Upstairs, meanwhile, the big draw was a David-and-Goliath debate between Alastair Wadlow and Malcolm Turnbull. Alastair is a year 9 student from Baulkham Hills and co-founder (with his sisters) of a kids-for-climate-change action group called Planet Patrol. Turnbull is, well, Turnbull. There was a third participant, Carbon Cop Sean Fitzgerald, and splendidly he smote his fiery sword. But it was Malcolm versus the kid that everyone wanted to see.

Alastair opened. Within minutes it was clear that, if it’s citizenship you’re after, you’d come to the right shop. Funny, articulate, passionate, brave and modest he applied his clear-eyed critical faculties to us all – baby boomers, government, Australian culture and his own mob, Gen Y. These he described as “self-absorbed, demanding and impatient”, fully connected and needy of communication yet making it a “badge of honour” to avoid meaningful exchange of more than two syllables. “We’d all rather play dead rather than stand out.”

Meanwhile, reflected Alastair, the world uses 80 million barrels of oil a day, mostly for road transport. And yet, out “where I live, the Hills District,” there’s no rail (“this train is over 20 years late”) and no nearby bus. “We even had to fight to keep the school bus.”
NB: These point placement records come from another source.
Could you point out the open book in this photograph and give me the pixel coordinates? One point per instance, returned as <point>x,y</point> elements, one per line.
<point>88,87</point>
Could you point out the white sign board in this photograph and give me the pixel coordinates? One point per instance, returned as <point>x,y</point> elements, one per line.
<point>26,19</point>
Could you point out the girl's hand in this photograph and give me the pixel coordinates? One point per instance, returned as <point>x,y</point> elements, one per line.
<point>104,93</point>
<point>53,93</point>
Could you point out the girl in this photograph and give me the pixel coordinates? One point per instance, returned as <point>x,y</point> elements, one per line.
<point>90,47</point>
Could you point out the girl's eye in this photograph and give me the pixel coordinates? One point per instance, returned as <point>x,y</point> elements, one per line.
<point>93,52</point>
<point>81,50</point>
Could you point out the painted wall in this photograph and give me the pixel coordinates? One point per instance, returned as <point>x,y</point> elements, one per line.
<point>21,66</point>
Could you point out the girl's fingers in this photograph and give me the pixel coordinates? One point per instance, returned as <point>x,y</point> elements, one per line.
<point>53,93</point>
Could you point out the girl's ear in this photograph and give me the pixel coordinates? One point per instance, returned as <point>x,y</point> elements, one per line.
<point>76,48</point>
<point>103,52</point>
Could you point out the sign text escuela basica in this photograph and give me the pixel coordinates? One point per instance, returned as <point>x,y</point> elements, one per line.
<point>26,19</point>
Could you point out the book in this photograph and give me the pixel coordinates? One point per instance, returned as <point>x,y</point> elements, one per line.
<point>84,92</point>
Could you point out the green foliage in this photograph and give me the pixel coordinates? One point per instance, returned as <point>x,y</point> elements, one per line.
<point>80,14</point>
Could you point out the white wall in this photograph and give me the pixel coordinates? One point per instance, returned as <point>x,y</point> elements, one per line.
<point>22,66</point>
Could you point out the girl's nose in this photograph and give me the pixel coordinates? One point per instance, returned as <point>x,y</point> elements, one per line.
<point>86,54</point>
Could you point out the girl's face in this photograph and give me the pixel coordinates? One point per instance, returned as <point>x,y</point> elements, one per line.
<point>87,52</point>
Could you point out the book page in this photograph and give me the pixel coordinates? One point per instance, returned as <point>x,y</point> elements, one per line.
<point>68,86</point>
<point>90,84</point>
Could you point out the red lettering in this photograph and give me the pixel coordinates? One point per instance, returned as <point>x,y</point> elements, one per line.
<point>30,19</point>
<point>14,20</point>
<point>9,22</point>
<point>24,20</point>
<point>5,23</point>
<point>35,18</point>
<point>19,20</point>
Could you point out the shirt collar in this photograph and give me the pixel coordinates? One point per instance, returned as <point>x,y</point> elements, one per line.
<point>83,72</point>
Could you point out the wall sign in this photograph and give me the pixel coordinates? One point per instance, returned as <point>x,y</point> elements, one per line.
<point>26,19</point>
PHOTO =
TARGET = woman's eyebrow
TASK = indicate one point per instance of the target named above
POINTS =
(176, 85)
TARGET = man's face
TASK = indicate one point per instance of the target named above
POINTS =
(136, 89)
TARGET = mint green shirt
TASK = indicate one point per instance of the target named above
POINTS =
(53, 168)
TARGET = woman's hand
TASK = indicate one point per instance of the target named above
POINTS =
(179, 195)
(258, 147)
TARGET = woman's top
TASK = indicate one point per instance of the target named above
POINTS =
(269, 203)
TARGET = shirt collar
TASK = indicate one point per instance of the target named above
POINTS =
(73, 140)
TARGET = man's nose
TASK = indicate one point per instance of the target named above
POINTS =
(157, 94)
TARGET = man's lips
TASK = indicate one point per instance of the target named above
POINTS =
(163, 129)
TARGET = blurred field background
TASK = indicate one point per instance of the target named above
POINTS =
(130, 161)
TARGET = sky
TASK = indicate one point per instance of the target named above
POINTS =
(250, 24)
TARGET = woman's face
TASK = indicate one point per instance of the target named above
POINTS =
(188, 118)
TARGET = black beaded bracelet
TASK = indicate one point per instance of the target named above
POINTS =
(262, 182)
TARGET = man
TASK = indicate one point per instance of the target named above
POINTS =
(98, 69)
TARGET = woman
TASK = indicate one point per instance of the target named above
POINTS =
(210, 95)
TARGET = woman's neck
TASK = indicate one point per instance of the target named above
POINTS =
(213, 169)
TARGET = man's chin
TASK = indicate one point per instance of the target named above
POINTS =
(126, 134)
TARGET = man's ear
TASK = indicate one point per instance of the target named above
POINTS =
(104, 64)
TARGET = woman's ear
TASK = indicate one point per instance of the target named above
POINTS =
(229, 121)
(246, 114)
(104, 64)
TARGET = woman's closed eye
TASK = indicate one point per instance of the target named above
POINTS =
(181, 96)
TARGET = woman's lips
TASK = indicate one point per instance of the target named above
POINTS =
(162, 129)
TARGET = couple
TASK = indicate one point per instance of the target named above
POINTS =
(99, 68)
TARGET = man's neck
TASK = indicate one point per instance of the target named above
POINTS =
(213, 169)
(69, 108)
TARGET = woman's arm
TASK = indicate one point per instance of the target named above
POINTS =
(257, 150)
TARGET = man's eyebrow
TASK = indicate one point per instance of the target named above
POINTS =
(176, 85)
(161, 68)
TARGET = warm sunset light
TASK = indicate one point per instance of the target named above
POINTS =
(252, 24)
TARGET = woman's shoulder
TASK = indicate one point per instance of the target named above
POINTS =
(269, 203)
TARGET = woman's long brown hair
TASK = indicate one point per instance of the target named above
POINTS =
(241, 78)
And it’s getting worse. While Australia led solar research in the ’90s, the baton has now passed to far less sun-blessed places such as Germany.

“I want to be part of a creative, intelligent, innovative country,” Alastair continued. “There is something missing in Australia, and I think it’s pride.” Not nationalistic jingoism. Not spontaneous back-patting. We’ve more of that than sunshine. No, what’s missing is “the sort of pride that makes you want to do things well”. What things? Alastair listed them: commitment to public education, public transport, effective research, firm government policy, legislation and to sign Kyoto.
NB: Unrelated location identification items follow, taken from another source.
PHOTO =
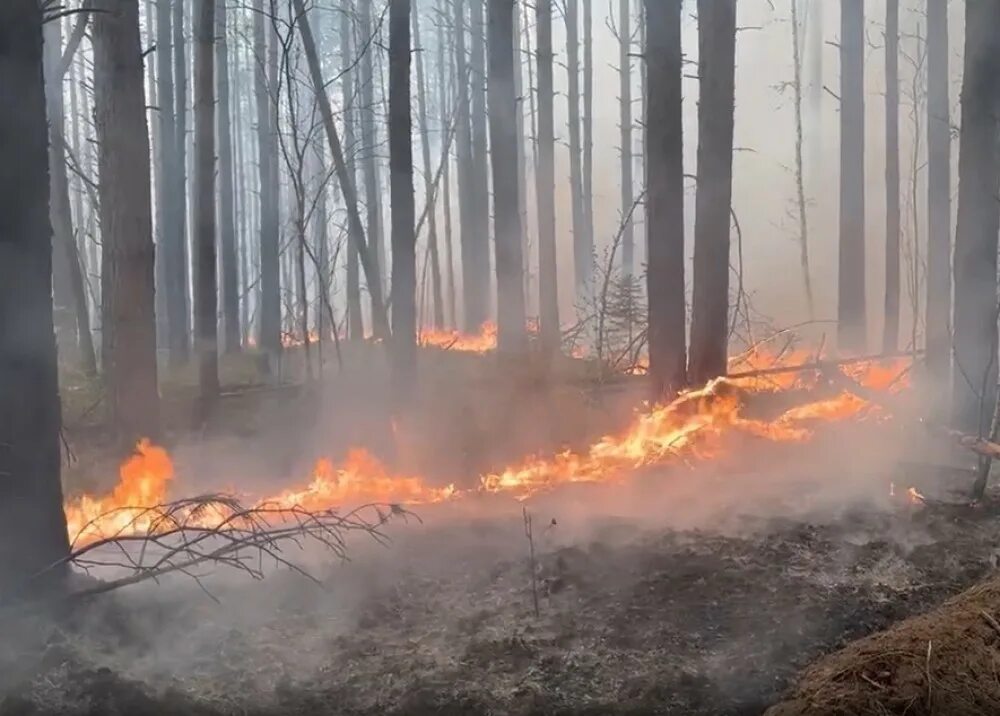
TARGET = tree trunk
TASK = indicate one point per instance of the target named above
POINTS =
(625, 122)
(32, 523)
(227, 216)
(423, 91)
(355, 321)
(205, 293)
(128, 324)
(477, 282)
(548, 284)
(582, 254)
(404, 261)
(938, 319)
(665, 199)
(511, 336)
(180, 346)
(369, 145)
(356, 230)
(716, 73)
(975, 339)
(852, 319)
(890, 333)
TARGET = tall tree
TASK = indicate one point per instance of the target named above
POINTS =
(227, 216)
(582, 253)
(477, 281)
(128, 326)
(625, 122)
(548, 291)
(852, 319)
(205, 292)
(975, 338)
(369, 141)
(355, 321)
(938, 320)
(32, 522)
(716, 98)
(404, 260)
(890, 333)
(511, 337)
(665, 198)
(423, 91)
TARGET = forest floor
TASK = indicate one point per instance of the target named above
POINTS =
(686, 590)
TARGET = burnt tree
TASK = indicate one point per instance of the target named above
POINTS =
(851, 316)
(511, 337)
(665, 198)
(32, 522)
(975, 337)
(716, 81)
(128, 325)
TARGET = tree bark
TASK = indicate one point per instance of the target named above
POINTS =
(404, 261)
(665, 199)
(423, 91)
(938, 318)
(205, 293)
(625, 122)
(227, 216)
(975, 339)
(852, 318)
(548, 288)
(511, 336)
(355, 321)
(32, 522)
(716, 98)
(128, 325)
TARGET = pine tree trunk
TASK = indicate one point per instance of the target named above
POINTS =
(511, 336)
(938, 319)
(665, 199)
(423, 91)
(548, 283)
(32, 523)
(227, 216)
(205, 293)
(404, 262)
(355, 321)
(975, 338)
(716, 73)
(180, 345)
(478, 283)
(128, 324)
(852, 318)
(369, 144)
(625, 122)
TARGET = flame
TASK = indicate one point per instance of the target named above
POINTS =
(694, 426)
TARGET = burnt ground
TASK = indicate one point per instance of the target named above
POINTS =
(632, 620)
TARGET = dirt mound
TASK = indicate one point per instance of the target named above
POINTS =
(944, 662)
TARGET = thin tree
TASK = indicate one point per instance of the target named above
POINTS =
(227, 216)
(625, 126)
(665, 198)
(423, 91)
(404, 267)
(938, 319)
(852, 319)
(511, 337)
(128, 326)
(975, 338)
(205, 292)
(32, 522)
(716, 81)
(548, 289)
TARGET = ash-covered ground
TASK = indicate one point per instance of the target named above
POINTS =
(680, 591)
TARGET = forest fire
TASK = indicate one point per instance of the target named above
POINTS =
(693, 427)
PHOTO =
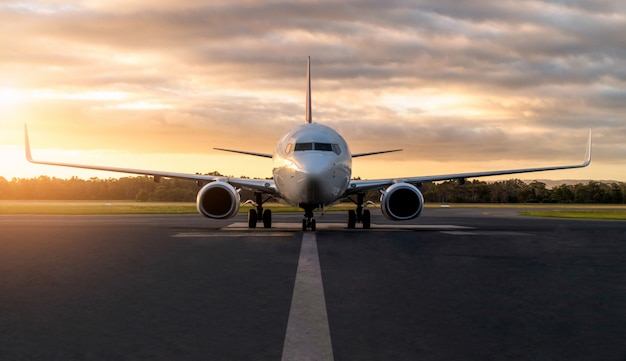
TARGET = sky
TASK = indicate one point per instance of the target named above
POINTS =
(460, 86)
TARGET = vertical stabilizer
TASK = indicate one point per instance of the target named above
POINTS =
(309, 117)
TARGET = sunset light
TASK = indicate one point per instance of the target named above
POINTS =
(160, 84)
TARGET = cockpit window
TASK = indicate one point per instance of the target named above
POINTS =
(324, 147)
(304, 146)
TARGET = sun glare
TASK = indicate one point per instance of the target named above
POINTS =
(10, 97)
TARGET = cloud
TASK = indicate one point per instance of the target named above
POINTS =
(516, 79)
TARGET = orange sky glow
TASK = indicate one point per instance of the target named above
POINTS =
(460, 87)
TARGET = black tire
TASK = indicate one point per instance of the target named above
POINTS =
(351, 219)
(252, 218)
(366, 219)
(267, 218)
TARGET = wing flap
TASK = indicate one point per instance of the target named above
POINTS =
(264, 186)
(363, 186)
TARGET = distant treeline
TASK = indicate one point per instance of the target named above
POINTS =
(177, 190)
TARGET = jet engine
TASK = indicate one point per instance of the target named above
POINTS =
(401, 202)
(218, 200)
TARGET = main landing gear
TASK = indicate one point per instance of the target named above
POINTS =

Then it was Malcolm’s turn. Sure, he had a hard act to follow. But he fell back mainly on decibels (you don’t often hear a public speaker politely asked to reduce volume) and bluster. There was the usual emphasis on “global context”, a does-my-carbon-footprint-look-big-in-this attempt to trivialise our world-beating per capita greenhouse-gas production by stressing that China and India are worse. Or will be, if they get to copy us.
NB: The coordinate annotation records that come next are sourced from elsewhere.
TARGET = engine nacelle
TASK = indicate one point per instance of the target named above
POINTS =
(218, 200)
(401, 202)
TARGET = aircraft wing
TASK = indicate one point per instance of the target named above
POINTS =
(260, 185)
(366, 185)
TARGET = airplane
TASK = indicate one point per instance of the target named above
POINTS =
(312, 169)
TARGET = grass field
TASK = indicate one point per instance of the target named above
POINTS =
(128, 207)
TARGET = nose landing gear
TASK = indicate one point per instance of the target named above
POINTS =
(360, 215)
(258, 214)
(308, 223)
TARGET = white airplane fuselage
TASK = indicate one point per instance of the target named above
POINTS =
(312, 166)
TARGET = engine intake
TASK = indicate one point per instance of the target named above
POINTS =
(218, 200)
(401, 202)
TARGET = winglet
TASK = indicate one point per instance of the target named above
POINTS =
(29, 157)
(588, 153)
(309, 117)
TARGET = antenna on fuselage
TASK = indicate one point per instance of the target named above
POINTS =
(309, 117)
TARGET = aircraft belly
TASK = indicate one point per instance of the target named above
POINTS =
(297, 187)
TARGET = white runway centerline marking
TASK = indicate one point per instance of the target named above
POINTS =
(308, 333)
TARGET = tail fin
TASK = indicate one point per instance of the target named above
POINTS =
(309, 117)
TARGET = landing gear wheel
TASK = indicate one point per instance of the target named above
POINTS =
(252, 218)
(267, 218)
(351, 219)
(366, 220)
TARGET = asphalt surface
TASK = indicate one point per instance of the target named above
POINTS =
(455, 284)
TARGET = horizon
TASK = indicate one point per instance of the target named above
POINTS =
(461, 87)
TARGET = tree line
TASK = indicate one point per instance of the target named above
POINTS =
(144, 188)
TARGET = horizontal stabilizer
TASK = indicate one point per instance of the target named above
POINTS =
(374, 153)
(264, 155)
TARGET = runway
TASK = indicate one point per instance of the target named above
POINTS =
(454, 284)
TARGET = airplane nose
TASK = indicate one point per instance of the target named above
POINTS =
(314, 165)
After which the Environment Minister rolled out the old coal-lobby line, “you’ll never get baseload power from sun and wind”, though no one else still believes it. He said our renewables brain-drain was fine, a good thing “in any business”. Which just looked daft when, that same evening, a former Sydney Uni solar researcher, David Mills, hit the news as the latest scientific refugee to Silicon Valley, building mega-scale solar power stations with private-venture backing.

Perhaps Malcolm overestimated audience knowledge – not of global warming, so much, but of Malcolm: “As everyone in Sydney knows, I’m a devotee of public transport” and “as many of you will have seen on the news I’ve just returned from Washington.” He also relied heavily on future techno-fixes such as carbon sequestration, electric cars (forgetting that you still need zero-emission power) and solar panels “like Lucy and I have on our roof”.

Turnbull repeated his exhortation to “be optimistic about the future”. I agree, but less because of Prime Minister Turnbull than because of citizens such as Alastair Wadlow in the pipeline.